Monday 29 July 2013

On ablism and (a moment of) passing privilege

Sitting behind a table, being a door bitch for a night at a local queer poetry reading; I am severed from my wheelchair-by ‘choice’ mostly. I want to hold my girlfriend’s hand and snuggle into her while we wait for the stragglers coming in off the cold Melbourne street and my chair is too big to fit behind here, beside her. So we sit and we smooch, feeling like the queer ambassadors in my rainbow thermals, signalling our pride and our sexuality when our kisses arent. She (my chair) who is yet to acquire a name has been parked within view over the other side of the room; the place is not full enough/or no one is drunk enough to try and sit in her.

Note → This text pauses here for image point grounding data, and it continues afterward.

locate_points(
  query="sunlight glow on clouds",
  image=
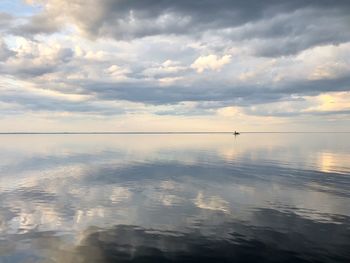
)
(179, 65)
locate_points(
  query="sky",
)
(164, 65)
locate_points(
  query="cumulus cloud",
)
(210, 62)
(162, 57)
(293, 25)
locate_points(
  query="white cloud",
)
(211, 62)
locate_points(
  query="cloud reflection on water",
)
(193, 196)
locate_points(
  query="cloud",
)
(292, 25)
(5, 52)
(210, 62)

I am not aware of my passing yet, I am all too aware of my girlfriend’s hand on my thigh through my jeans and my racing heart every time…someone steps through the door and approaches our table. You see I am really bad at maths. Terrible. I didn’t even pass year 10. It is an extension of my dyslexia I think, I cannot hold a number or a word in my mind for more than a second to see what it looks like and what it wants me to do with it, how to write it down, it swims in my head, it jumbles, grows hazy and is gone before it has even reached my fingers. All this gets worse with pressure and tonight the pressure is on. Or it was on until my girlfriend saw my anxiety and came and rescued me. There are moments tonight when I try (to prove to her im not ‘stupid’? to fight against my impairment?) to handle the next customer, and she holds my sweaty hand and I deduct 12 from 20, slowly. A man comes in late and seeing my face he gives me a $2 coin, and it is now that I am aware that I am passing as normative. Usually, with my crippledom on show, in my chair, if this situation were happening to me I’d be thinking ‘’ok now jack, you are just re-enforcing a stereotype that all people with disabilities are not intelligent, get it together’’. Now, he probably thinks I just don’t want to have to search in my box for change, so he smiles and says ‘’here’’ and I know am passing. I am not this ‘thing’, fighting against or for anything. I have left my minority behind and I am just like him. Well minus the cock and plus a woman.